Пластический мотив поезда в виде огромного макета
14.12.2018
Паровоза старинной конструкции, томительно медленно (в течение восьми минут!) выползающего на сцену в первой картине, в последней — дублируется таким же движением автобуса современной, обтекаемой формы. В сцене суда внезапно возникает кровать гигантских размеров (десять метров на четыре), становящаяся дыбом, а затем под влиянием острого светового луча трансформирующаяся в парусную лодку (!), исчезающую за горизонтом.
Третья тема разворачивается в космической капсуле, где балет исполняет некий «танец времени», затем свет преображает сцену в гигантский щит управления, на котором мигают в геометрическом рисунке, столь похожем на «оптические» опыты Васарели, сотни электрических лампочек, а на этом фоне механически передвигаются через все сценическое пространство фигуры двух людей, заключенных в стеклянные скафандры,— они ритмически принимают то горизонтальное, то вертикальное положение. Так получилось, что потеряли диплом? Закажите диплом ГОЗНак и проблема будет решена.

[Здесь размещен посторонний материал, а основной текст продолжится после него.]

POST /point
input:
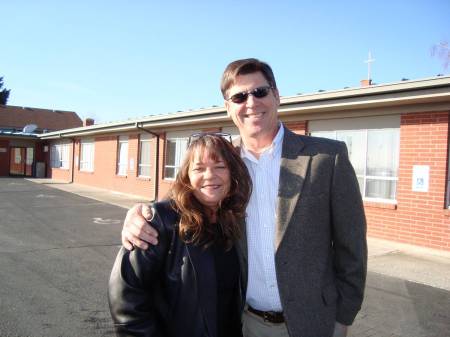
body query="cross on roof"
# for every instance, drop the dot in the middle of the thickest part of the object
(369, 61)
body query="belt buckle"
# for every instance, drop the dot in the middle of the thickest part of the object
(267, 316)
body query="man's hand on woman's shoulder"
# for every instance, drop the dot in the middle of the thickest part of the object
(137, 231)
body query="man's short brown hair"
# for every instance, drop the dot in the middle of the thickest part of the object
(245, 67)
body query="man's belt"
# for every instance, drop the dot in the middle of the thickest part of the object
(268, 316)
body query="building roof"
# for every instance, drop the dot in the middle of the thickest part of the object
(408, 95)
(16, 117)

«Движение, пространство, время — три основных понятия, из которых Уилсон создает свой «театр мечты»,— так формулирует западногерманский критик Рената Клетт в своем репортаже с XXX Авиньонского фестиваля работу Уилсона и продолжает: — Три измерения соотносятся друг с другом, реагируют друг на друга, следуя точному расчету. На этот раз, наряду с прославленными замедленными движениями, можно увидеть и быстрые, почти лихорадочные жесты, нарастающие, убыстряющиеся, доходящие до какого-то буйного ритма, как, например, танец Люсиндии Чайлдс, в котором одни и те же движения вперед и назад в течение получаса меняют различные темпы... Здесь разрабатывается эстетика абстрактная, геометрическая, холодная (напоминающая полотна Мондриана) и тем не менее обладающая громадной чувственной силой, силой внушения. Технический, почти научный подход Уилсона к эстетике и его интуиция, основываясь на визуальных, быстро сменяемых структурах, создают театральный мир, замкнутый в самом себе и тем не менее воспроизводимый и строго рассчитанный. Почти физически ощущаешь красоту абстракции, гармонию технических процессов, превращение расчета в сомнамбулизм. Показываемое — не история, не действие в обычном смысле, это образная архитектура, игра со временем и пространством — чистая эстетика, можно сказать — искусство для искусства». Это точное определение внезапно, словно на машине времени, перенесло меня не в будущее, в которое как будто звал американский режиссер, а в глубокое прошлое.